Article 72GKC Not Everyone Reads the Room the Same

Not Everyone Reads the Room the Same

by
jelizondo
from SoylentNews on (#72GKC)

hubie writes:

Some brains perform a complicated assessment while others seem to take a shortcut:

Are you a social savant who easily reads people's emotions? Or are you someone who leaves an interaction with an unclear understanding of another person's emotional state?

New UC Berkeley research suggests those differences stem from a fundamental way our brains compute facial and contextual details, potentially explaining why some people are better at reading the room than others - sometimes, much better.

Human brains use information from faces and background context, such as the location or expressions of bystanders, when making sense of a scene and assessing someone's emotional state. If someone's facial expression is clear, but the emotional information in the context is unclear, most people's brains will heavily weigh the clear facial expression and minimize the importance of the background context. Conversely, if a facial expression is ambiguous but the background context provides strong cues of how a person feels, they'll rely more on the context to understand the person's emotions.
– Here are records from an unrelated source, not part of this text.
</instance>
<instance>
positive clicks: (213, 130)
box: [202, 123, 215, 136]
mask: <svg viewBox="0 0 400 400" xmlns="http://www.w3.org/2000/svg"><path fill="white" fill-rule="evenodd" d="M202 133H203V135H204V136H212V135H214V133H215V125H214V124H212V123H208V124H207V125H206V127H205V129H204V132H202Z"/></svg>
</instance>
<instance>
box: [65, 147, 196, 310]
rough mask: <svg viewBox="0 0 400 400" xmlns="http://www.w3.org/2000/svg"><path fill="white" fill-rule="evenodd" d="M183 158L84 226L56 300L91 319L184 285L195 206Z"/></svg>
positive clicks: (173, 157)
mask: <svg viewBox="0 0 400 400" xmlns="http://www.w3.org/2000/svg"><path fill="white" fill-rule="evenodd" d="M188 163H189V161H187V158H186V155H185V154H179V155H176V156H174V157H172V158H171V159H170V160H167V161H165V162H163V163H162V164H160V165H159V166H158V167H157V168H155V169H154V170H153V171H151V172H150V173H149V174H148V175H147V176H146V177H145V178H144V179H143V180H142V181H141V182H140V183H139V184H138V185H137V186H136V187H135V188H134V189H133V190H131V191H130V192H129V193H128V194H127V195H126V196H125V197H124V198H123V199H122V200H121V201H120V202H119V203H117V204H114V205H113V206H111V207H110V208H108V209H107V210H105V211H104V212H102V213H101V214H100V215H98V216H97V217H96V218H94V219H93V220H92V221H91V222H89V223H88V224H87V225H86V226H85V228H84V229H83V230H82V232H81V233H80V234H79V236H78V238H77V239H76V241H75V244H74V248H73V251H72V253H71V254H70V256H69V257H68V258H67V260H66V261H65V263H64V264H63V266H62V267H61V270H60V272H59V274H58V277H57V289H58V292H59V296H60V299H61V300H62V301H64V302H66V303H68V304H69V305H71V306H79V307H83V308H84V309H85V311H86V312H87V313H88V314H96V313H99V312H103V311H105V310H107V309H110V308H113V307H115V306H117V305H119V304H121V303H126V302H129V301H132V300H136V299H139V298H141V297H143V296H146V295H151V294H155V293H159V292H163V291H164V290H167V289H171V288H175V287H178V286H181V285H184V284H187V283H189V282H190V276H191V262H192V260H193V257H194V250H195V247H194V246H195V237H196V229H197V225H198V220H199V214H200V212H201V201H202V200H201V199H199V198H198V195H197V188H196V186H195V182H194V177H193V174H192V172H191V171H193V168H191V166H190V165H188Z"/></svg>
Think of it like a close-up photo of a person crying. Without background context, you might assume they're sad. But with context - a wedding altar, perhaps - the meaning shifts significantly.

It adds up to a complex statistical assessment that weighs different cues based on their ambiguity.

But while most people are naturally able to make those judgment calls, Berkeley psychologists say that others seemingly treat every piece of information equally. This discrepancy between complex calculus and simple averages might explain our vast differences in understanding emotions, said Jefferson Ortega, lead author of the study published today (Dec. 16) in Nature Communications.

"We don't know exactly why these differences occur," said Ortega, a psychology Ph.D. student. "But the idea is that some people might use this more simplistic integration strategy because it's less cognitively demanding, or it could also be due to underlying cognitive deficits."